Vicar or Rector what is the difference?
Historically Churches were supported by tithes (taxes) levied on the agricultural output of the parish. These were divided into greater tithes levied on wheat, hay and wood, and lesser tithes levied on the remainder. A rector received both greater and lesser tithes, a vicar the lesser tithes only. This latter was because the parish had been attached to a monastery, which was overseen by the rector, to which the vicar acted as deputy. Most parishes in England and Wales retain the historical title for their parish priest, but the distinctions between the titles is now only historical.

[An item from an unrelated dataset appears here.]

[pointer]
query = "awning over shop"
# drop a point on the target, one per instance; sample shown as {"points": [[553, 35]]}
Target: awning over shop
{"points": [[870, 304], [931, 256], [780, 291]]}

Each parish elects two Churchwardens annually. Their role is to represent the lay people and work closely with the Vicar (or Rector) and PCC in all aspects of church life. Their main tasks involve the upkeep of the Church building and its contents. However they often undertake a variety other activities, including leading worship and pastoral care. Churchwardens hold a key to the church and are entitled to access at any time. In an interregnum (the time between a priest leaving and another coming) Churchwardens share overall responsibility for the church and its worship with the Rural Dean.
Lay Readers are lay people who have been authorised by the diocesan bishop to read some parts of a service of worship. They are members of the congregation called to preach or lead services, but not called to full-time ministry.
Lay Elders are unique to Suffolk. They are people chosen by the local church and authorised by the diocesan bishop to work primarily in the area of pastoral care and/or leading worship. There is no limit to the number of Lay Elders, and anyone who is baptised, confirmed and a regular communicant member of the local church may be considered for the role.